Starting next fall, all third-year chemistry graduate students at Princeton University will receive full fellowships that cover their costs. The awards are made possible by an endowed gift from Edward (Ted) C. Taylor, chemistry professor emeritus at Princeton and inventor of the cancer drug sold under the name Alimta. Neither Princeton nor Taylor will reveal the amount of the gift.

The new fellowships will ensure that chemistry graduate students at Princeton are funded by sources other than research grants for their first three years of graduate school. A typical class of chemistry graduate students entering Princeton has 30 to 35 students. All Ph.D. students at Princeton receive first-year fellowships from the university to cover full tuition and a stipend.
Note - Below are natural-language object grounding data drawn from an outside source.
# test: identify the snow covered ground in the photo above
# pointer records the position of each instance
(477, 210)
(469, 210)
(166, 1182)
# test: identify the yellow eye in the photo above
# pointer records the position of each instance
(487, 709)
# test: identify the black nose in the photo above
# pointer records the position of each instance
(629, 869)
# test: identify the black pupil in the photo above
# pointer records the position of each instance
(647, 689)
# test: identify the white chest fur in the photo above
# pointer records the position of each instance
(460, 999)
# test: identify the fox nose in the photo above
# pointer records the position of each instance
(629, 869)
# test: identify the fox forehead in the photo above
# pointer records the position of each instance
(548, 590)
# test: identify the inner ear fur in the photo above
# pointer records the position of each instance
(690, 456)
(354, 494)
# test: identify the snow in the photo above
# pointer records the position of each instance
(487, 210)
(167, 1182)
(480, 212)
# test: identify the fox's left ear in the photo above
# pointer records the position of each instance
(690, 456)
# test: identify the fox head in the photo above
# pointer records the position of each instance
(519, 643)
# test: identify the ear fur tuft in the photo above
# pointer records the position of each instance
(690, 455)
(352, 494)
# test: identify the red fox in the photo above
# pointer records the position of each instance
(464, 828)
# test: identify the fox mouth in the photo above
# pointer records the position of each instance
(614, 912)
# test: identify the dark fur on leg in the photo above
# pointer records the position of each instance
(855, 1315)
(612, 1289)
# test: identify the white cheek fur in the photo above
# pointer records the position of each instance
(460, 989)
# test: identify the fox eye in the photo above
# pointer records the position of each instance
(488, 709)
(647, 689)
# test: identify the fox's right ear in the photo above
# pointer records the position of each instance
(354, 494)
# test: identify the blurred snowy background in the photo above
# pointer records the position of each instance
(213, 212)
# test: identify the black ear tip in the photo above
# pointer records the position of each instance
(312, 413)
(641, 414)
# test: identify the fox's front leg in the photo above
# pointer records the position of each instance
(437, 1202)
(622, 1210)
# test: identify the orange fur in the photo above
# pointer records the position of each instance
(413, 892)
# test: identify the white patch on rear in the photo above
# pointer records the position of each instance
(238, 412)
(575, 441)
In the chemistry department, second-year graduate students earn money to cover their costs by serving as teaching assistants.

In this era of flat research budgets, Princeton’s chemistry department had been looking for means of funding graduate students that don’t involve professors securing grant money, says Tom Muir, chair of the chemistry department.

“I engaged in a series of conversations with Ted Taylor about this possibility,” Muir says. “He immediately got excited about this. He was a practicing scientist in this department for many decades. He understands the challenges and opportunities of academic science.”

Third-year students are “at a critical point in their training when they ought to be free of worries about how they’re supported,” Taylor says. With this endowed gift, “they can devote themselves totally to their research without any financial worries.”

Princeton already had a limited number of fellowships to help third-year students and their advisers. “Those funds can now be pushed into helping people in the later years,” Muir says.

Muir thinks the fellowships will help Princeton’s chemistry department attract and retain both graduate students and professors. For the students, “it provides them a level of financial independence from a mentor that I think can be important,” he says.

For professors, “this takes some of the financial burden off our faculty. Funding graduate students represents a major slice of every grant dollar,” Muir says. “This effectively frees up one year of grant support for doing other things.”

This move to fund students through mechanisms other than research grants is in keeping with a recommendation in the 2012 American Chemical Society report “Advancing Graduate Education in the Chemical Sciences.” The report suggested decoupling graduate student funding from professors’ research funding.

What Princeton is doing here—funding all first- and third-year chemistry students with something other than grant money or teaching stipends—is new among graduate programs, says Larry R. Faulkner, chair of the commission that wrote the report. “It does embody the recommendation of the Presidential Commission to separate some portion of student support from project support,” he says.

“There is a move toward endowing graduate education in chemistry to defend against the vicissitudes of funding ebbs and flows,” says David B. Collum, chair of Cornell University’s department of chemistry and chemical biology. “This move by Princeton is a very bold step.”